1397055437736La notizia è di qualche giorno fa: la Fiat a Pomigliano ha avuto “l’idea geniale” come la definisce Marchionne di impacchettare le auto dei lavoratori di marca diversa da quella del gruppo e di apporvi un  cuore spezzato. Come dire che la madonnina piange se fate peccato, anche se in questo caso la vergine dei dolori sarebbe  l’ad di Fiat, il cui pelo sullo stomaco è così folto da fare invidia ai cinghiali.

Naturalmente la trovata è puramente pubblicitaria, una sorta di spot gratuito che sfugge anche alle elementari e ipocrite regole della comunicazione ingannevole: inneggia a una sorta di medioevale ius primae auto da parte dell’azienda che in qualche modo vorrebbe essere proprietaria anche dei lavoratori. Ma se questo è l’istinto “animale” nel senso capitalistico che ha mosso l’iniziativa, la sua finalità spottesca è diversa: quella di dire e far dire all’universo mondo dei media, sempre reverenti , che l’impacchettatura ero uno stimolo a “comprare italiano”.

In poche parole un modo per far credere a quella che è ormai una falsità: la Fiat Chrysler è un’azienda con sede in Olanda, che paga le tasse a Londra ed è quotata a Wall Street. Di italiano non c’è rimasto proprio nulla, se non qualche stabilimento dal futuro assai incerto. Questa globalizzazione che esclude proprio il Paese dove l’azienda è nata e dove è sopravvissuta grazie a giganteschi aiuti pubblici di ogni genere, è una miserabile risposta non alle sfide del mercato, ma alle esigenze degli azionisti: la sede olandese, grazie alle diverse leggi, garantisce agli Agnelli il controllo totale anche con solo il 30 per cento delle azioni, l’insediamento londinese serve a ad avere qualche sconto di tasse sui dividendi fatti all’estero e naturalmente Wall Street è l’obbligatorio correlato alla scalata della Chrysler oltreché la piazza naturale per chi ha già deciso di trasferire in Usa il grosso della produzione. Una fuga simbolizzata anche dal nuovo nome della marca, Fca che in italiano è decisamente goliardico anche se mette le auto in quota rosa e anche pronunciato all’inglese suona come più o meno come ” e fesso sei”.

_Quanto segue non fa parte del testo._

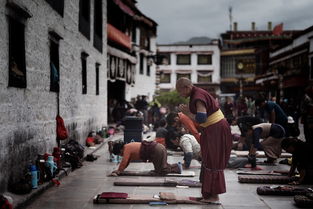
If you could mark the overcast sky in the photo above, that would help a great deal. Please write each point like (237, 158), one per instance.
(179, 20)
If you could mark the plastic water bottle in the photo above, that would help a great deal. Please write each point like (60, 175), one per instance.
(35, 176)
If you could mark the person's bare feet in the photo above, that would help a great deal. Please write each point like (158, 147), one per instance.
(213, 199)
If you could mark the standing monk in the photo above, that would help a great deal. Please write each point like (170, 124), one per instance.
(216, 139)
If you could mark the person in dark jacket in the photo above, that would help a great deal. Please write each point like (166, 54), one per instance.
(302, 159)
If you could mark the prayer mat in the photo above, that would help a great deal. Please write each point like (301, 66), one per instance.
(264, 179)
(157, 182)
(304, 200)
(166, 197)
(268, 173)
(259, 154)
(266, 164)
(149, 173)
(281, 190)
(175, 153)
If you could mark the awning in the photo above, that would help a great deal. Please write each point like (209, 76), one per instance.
(183, 71)
(238, 52)
(124, 7)
(295, 82)
(261, 80)
(121, 54)
(118, 36)
(164, 71)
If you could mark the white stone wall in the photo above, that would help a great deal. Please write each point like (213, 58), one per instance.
(144, 84)
(27, 122)
(194, 67)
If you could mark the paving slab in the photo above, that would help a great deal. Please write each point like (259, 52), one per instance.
(80, 186)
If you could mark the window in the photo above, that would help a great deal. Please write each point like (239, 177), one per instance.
(183, 59)
(164, 59)
(84, 72)
(148, 70)
(204, 77)
(17, 66)
(134, 33)
(141, 57)
(165, 78)
(54, 61)
(84, 18)
(98, 26)
(185, 75)
(204, 59)
(57, 5)
(311, 74)
(97, 78)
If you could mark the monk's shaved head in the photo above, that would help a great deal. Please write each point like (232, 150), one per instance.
(184, 87)
(183, 82)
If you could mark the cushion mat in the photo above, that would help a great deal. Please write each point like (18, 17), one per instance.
(281, 190)
(264, 179)
(148, 173)
(144, 199)
(304, 200)
(158, 182)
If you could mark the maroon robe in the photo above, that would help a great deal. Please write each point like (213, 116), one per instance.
(216, 144)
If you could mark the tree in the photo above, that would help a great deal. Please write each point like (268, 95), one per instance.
(171, 99)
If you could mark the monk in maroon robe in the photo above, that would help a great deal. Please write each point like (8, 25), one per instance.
(216, 140)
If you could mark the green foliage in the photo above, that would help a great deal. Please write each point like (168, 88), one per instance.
(171, 99)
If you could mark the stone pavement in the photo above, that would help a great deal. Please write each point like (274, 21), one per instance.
(79, 187)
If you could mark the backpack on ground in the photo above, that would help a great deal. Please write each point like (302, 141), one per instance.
(61, 130)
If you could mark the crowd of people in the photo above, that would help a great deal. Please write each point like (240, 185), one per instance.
(203, 131)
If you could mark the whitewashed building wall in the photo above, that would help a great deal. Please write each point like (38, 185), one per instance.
(194, 50)
(27, 121)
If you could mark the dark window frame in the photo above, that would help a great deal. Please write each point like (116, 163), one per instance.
(183, 55)
(98, 26)
(206, 55)
(54, 61)
(17, 16)
(180, 75)
(148, 70)
(97, 78)
(141, 63)
(84, 56)
(311, 69)
(84, 18)
(162, 80)
(164, 58)
(57, 5)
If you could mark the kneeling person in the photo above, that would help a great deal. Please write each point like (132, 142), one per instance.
(272, 135)
(145, 151)
(190, 147)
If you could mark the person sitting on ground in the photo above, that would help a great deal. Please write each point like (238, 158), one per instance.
(173, 130)
(272, 135)
(190, 147)
(302, 159)
(145, 151)
(111, 143)
(292, 128)
(161, 132)
(274, 112)
(189, 125)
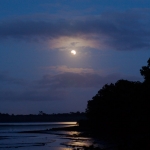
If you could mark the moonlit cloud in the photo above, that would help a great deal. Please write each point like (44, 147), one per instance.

Ma Marchionne sa bene che gran parte del mercato italiano, senza il quale ancora oggi la ex Fiat farebbe numeri da mercato delle pulci in Europa, è legato all’immagine nazionale del gruppo. Quindi tenta di ribadirla al di là di ogni evidenza attraverso azioni pubblicitarie spurie.  Ed è esattamente ciò che ci meritiamo: per decenni il sistema politico ha impedito che arrivassero in Italia case concorrenti alla Fiat per non turbare re Gianni e non costringerlo a costruire meglio, ma poi ne ha facilitato e coperto la fuga.  E adesso ci vengono anche a dire di comprare italiano.